Plaintiffs claim these amounts for each year of their employment, even those years for which the statute of limitations may have run, arguing that the limitations period should be tolled because defendant failed to post notices of the overtime payment scheme. I agree with plaintiffs that the limitations period was tolled. See, infra, at 478-479.
In addition, plaintiffs claim an entitlement to 25% of their damages claims under the WPCL. Thus, plaintiffs’ claims increase to at least $11,-720 to $43,749 per year for the entire terms of their employment up to July 9, 1990, the date on which the Pennsylvania General Assembly passed a Motor Carrier exception to the PMWA. See, infra, at 477-478.
Without an individual examination of each plaintiff’s claims, for which the parties have not provided sufficient information, these estimates are the best available to the court. Based on them, I find that each plaintiff has claimed an amount in excess of $50,000.
. As plaintiff points out, the Industrial Board knew how to use the word "salary” when it adopted § 231. See, 34 Pa.Code §§ 231.82-84. Yet, it did not use that word in § 231.43(b).
. In 1950, the exact language now embodied in § 778.112 existed as 29 C.F.R. § 778.3(b)(3), and the computation method described in current § 778.114 was set out in 29 C.F.R. § 778.3(b)(5). Section 778.114(a) was put into its present form in 1968. See, 33 Fed.Reg. 986.

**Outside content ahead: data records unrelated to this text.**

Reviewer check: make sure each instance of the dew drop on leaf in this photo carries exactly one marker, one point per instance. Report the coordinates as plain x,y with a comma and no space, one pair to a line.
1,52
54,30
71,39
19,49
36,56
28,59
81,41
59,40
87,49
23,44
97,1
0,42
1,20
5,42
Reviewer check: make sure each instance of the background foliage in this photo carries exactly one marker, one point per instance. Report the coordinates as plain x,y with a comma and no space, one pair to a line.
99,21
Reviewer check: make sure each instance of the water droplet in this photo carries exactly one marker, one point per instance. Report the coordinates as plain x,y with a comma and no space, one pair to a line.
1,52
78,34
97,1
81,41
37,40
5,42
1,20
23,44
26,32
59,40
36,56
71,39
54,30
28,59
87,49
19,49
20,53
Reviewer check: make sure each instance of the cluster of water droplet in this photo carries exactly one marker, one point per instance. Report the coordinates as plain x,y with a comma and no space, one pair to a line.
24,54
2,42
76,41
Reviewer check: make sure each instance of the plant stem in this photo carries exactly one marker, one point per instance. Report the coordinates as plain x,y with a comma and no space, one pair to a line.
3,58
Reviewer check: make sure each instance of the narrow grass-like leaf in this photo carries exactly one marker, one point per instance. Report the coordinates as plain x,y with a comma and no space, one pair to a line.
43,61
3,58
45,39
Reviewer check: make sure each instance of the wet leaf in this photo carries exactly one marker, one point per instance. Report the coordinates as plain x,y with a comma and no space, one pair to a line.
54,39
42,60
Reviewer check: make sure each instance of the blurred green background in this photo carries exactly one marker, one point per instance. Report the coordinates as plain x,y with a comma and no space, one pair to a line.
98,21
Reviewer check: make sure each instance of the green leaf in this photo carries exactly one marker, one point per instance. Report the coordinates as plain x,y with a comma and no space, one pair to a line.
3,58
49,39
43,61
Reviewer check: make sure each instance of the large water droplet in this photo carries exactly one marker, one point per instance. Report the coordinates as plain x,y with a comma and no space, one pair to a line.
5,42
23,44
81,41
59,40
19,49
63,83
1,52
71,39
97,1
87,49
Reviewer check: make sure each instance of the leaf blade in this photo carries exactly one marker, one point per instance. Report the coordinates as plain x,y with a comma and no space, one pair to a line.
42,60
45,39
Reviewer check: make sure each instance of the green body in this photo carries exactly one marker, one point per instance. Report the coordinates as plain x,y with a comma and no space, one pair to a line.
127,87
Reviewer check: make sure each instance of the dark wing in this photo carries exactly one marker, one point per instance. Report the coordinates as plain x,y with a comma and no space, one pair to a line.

. A petition for allowance of appeal in Sanders is currently pending before the Pennsylvania Supreme Court.
. The
Sanders
court cited
Miller v. Johnstown Traction Co., 167
Pa.Super. 421, 428,
. That statute provides; "No ... legal action shall be instituted ... for the collection of unpaid wages ... more than three years after the day on which such wages were due and payable.” 43 P.S. § 26'0.9a(g).
. 43 P.S. § 333.108 provides: "[e]very employer subject to this act shall keep a summary of this act and any regulations issued thereunder applicable to him, posted in a conspicuous place where employes normally pass and can read it.”
. Neither party has submitted to the court any authority on what, specifically, would constitute an “agreement or understanding" under § 231.-43(d), and the court has found none.